Various understandings of consistency:

  • Coherence and Consistency

Aleskey’s JMM:

  • Aleksey Shipilev – Don’t misunderstand the Java Memory Model (Part 1)
  • Aleksey Shipilev – Don’t misunderstand the Java Memory Model (part 2)

Many Java developments use Java’s concurrency synchronization mechanisms, such as volatile, synchronized, and Lock. Also there are a lot of people read the JSR chapter 17 Threads and Locks (address: docs.oracle.com/javase/spec…). , including synchronization, Wait/Notify, Sleep & Yield, and memory models. But I also believe that most people like me, the first time reading, feeling is watching the fun, after reading only know that he is such a regulation, but why such regulation, not so regulation, do not have a very clear understanding. At the same time, combined with the Hotspot implementation and the interpretation of Hotspot source code, we even found that due to the static code compilation optimization of Javac and the JIT compilation optimization of C1 and C2, the final code performance was not quite consistent with our understanding of the code from the specification. In addition, such inconsistencies lead to misunderstandings when we learn the Java Memory Model (JMM) and understand the design of the Java Memory Model if we try to use actual code. I myself am constantly trying to understand the Java memory model, rereading THE JLS and various gods’ analyses. This series will sort through some of my personal insights from reading these specifications and analyzing them, as well as some experiments with JCStress, to help you understand the Java memory model and API abstraction post-Java 9. Still emphasize, however, the design of the memory model, the starting point is to let you don’t have to care about the underlying and abstracting some design, involves a lot of things, my level is limited, might not reach the designated position, understand I will try to put the arguments of the each out as well as the reference, please do not completely believe that all the views here, If you have any objections, please refute them with specific examples and leave a comment.

5. Memory barriers

5.1. Why is a memory barrier needed

A Memory Barrier, also known as a Memory Fence, and a membar, for simplicity’s sake, all mean the same thing. A memory barrier is used to prevent the ordering of instructions out of order (or reordering).

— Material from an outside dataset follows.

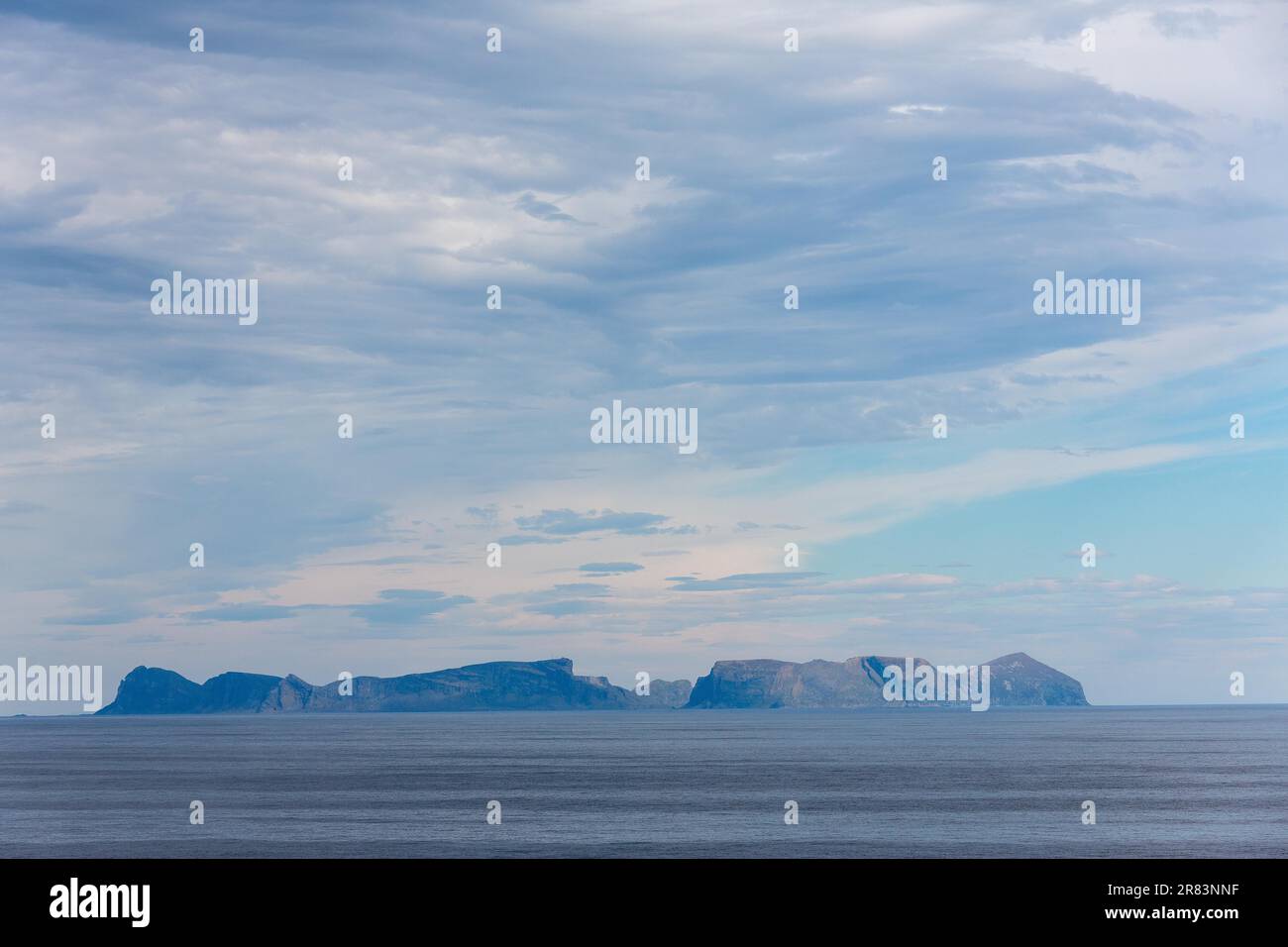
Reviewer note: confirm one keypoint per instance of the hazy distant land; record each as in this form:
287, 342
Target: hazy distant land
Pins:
1016, 681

So why are there instructions out of order? This is mainly due to CPU disorder (CPU disorder also includes CPU memory disorder and CPU instructions disorder) and compiler disorder. Memory barriers can be used to prevent this disorder. Memory barriers are generally referred to as hardware memory barriers if they apply to both the compiler and the CPU, and software memory barriers if they apply only to the compiler. We’ll focus on CPU out-of-order here, but we’ll cover compiler reordering briefly at the end.

5.2. The CPU memory is out of order

Starting with CPU caches and cache consistency protocols, we started to analyze why there is disorder in the CPU. Let’s assume a simple CPU model, but keep in mind that the actual CPU is much more complex than the simple CPU model listed here

5.2.1. Simple CPU Model – starting point for CPU caching – reduce CPU Stall

As we’ll see here, many modern CPU designs start with reducing CPU Stall. What is a CPU Stall? To take a simple example, suppose the CPU needs to read data directly from memory (ignoring other structures such as CPU caches, buses and bus events, etc.) :

The CPU issues a read request and cannot do anything else until memory responds. This part of the CPU is stalling. If the CPU is always reading directly from memory, it takes a long time for the CPU to access memory directly. It may take hundreds of instruction cycles, that is, hundreds of instruction cycles each time the CPU is stalling and doing nothing. It is generally necessary to introduce several caches to reduce Stall: caches are small pieces of memory next to the processor, located between the processor and memory.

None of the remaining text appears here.